The answer, of course, was that he would not be permitted to attend kindergarten until he’d had the inoculations. They were required by law. Moreover, the kindergarten Anna and Geert had chosen for Hendrick now refused to take him, and in fact filed suit against the Karremans family for lying on the application form about his legal status. No use to explain that they hadn’t thought they were lying; as far as they were concerned, Hendrick was really their son, and wasn’t that what mattered?
Naive idiots. We did our best, Labienus and I, at defusing the problems caused by superstition and ignorance, but really the mounting lawsuits—filed seemingly by everyone, anyone who felt they might have reason to suspect that Hendrick’s creation infringed on their civil liberties—and bureaucratic stalemates were another matter entirely.

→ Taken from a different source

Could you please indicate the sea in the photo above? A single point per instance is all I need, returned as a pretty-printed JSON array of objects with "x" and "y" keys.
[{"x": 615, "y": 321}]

I don’t know what we’d have done if the situation had continued.
We took the most outrageous of the lawsuits, the one demanding Hendrick be euthanized, and had a field day with it: posters of Hendrick’s sad little face with the words CONDEMNED TO DIE!! screaming below, and—even more effective—posters of Hendrick’s picture side by side with that of Anne Frank, and the same caption. I think it might have done the trick, actually, for within a few days of that second poster the Anne Frank Kindergarten publicly announced that it would be happy to accept Hendrick Karremans as a pupil.